One thing they don’t teach you in law school is how to respond when you think a client is going to harm you. Hopefully you never need to know that, but reading a recent article of an immigration attorney who was stabbed by their client, it dawned on me how necessary it is to talk about managing experiences with volatile clients in order to keep yourself safe.
First, I don’t want to talk about this to instill fear in people or make lawyering seem overly dangerous. However, in one study of 22 states, it found that up to 46.5% of registered attorneys had been threatened or assaulted. It helps no one to ignore realities and the reality is that clients can become angry at a situation; or they can become angry at you; or they can just normally run a little hotter than others and cause situations that make you uneasy. What do you do in those situations where a client is making a scene in your office because they don’t like how a case is going; or they reference the fact that they carry a weapon with them?
Regardless of how tough we’re supposed to act, your physical safety is number one. You have to know your firm’s policies on extracting yourself from bad client interactions and hopefully they are empowering you to stay safe. If there’s ever a moment with a client interaction where you don’t feel safe, don’t hesitate to leave the room and get yourself somewhere safe. Don’t worry about offending or overreacting when you think your safety is at risk.

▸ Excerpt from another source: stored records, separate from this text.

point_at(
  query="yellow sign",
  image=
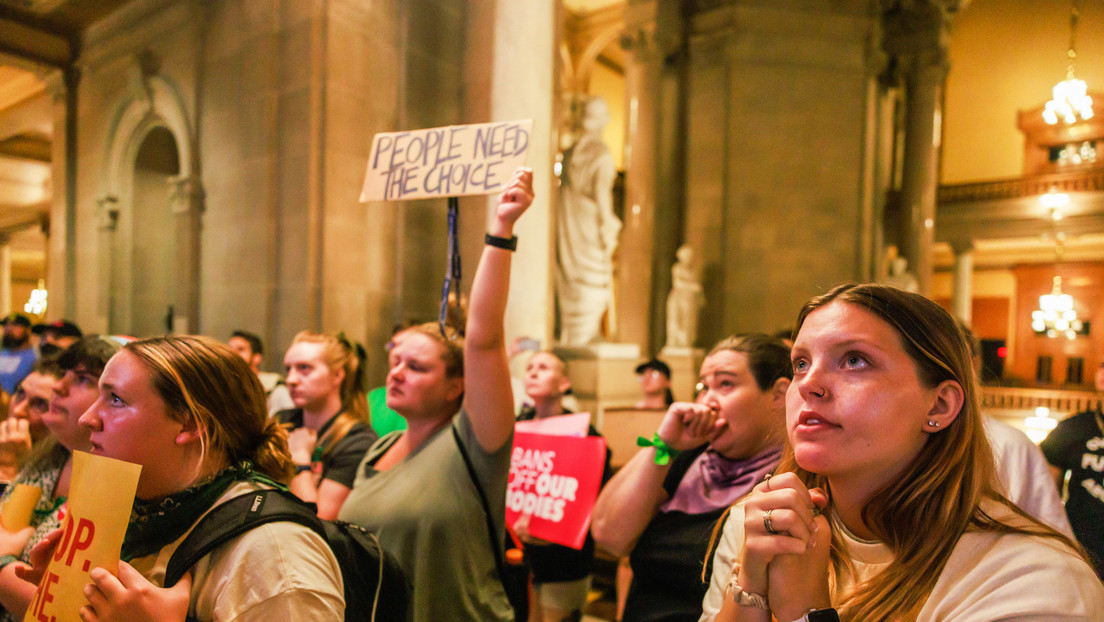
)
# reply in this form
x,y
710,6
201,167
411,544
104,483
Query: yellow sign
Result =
x,y
445,161
102,494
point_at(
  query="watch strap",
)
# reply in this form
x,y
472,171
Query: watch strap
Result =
x,y
508,243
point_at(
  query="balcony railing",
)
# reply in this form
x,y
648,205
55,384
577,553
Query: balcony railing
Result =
x,y
1021,187
1061,403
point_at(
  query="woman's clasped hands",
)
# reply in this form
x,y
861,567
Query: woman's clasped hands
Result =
x,y
786,545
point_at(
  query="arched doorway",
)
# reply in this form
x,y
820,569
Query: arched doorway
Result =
x,y
150,236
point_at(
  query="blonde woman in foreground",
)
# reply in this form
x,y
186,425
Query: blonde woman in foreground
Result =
x,y
885,504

Beyond physical safety, I want to touch on verbal abuse. As I mentioned, you may have clients that are irate that they have to go through a legal process or blame you when it’s not going great. Does that give them a free pass to call you every name in the book? Of course not. You should feel secure in telling someone who is disrespecting you that they need to stop. However, while you don’t have to take disrespect, a lot of lawyering is walking people through emotional outbursts. Sometimes those outbursts are benign even if they are aimed at you. For example, you lost a motion and the client screams that they want a real lawyer not some idiot—in those cases you can gauge whether it’s worth addressing comments that are obviously made to rile you up or if it’s more productive to re-focus on the next steps. A lot of helping folks navigate those outbursts requires some stoicism (even if internally you want to cuss them out).
But when a line is crossed into threats, it’s appropriate and imperative to know your safety plan and follow through with it.
For outsiders looking in, this may seem clear cut, but there are a lot of complexities with representing clients—most attorneys are hesitant to do anything that may break the bounds of client privilege. In other cases, even if you want, it’s not always easy to end representation. But mostly, I think we struggle with when to say “enough,” because we’re trained and expected to take a lot of shit from people—whether it’s opposing counsel or clients who feel entitled (or community at large that think lawyers are evil). But feeling safe and secure is your right. As you gain more experience working with clients and managing expectations, the easier it will be for you to trust your instinct and keep your wits about you.
Again, this isn’t to scare people off, but clients are human under incredibly stressful situations. They are looking to you for guidance but don’t always react appropriately—recognizing threats, trusting your instincts, and having a safety plan will keep you safe and allow you to continue providing the best representation you can.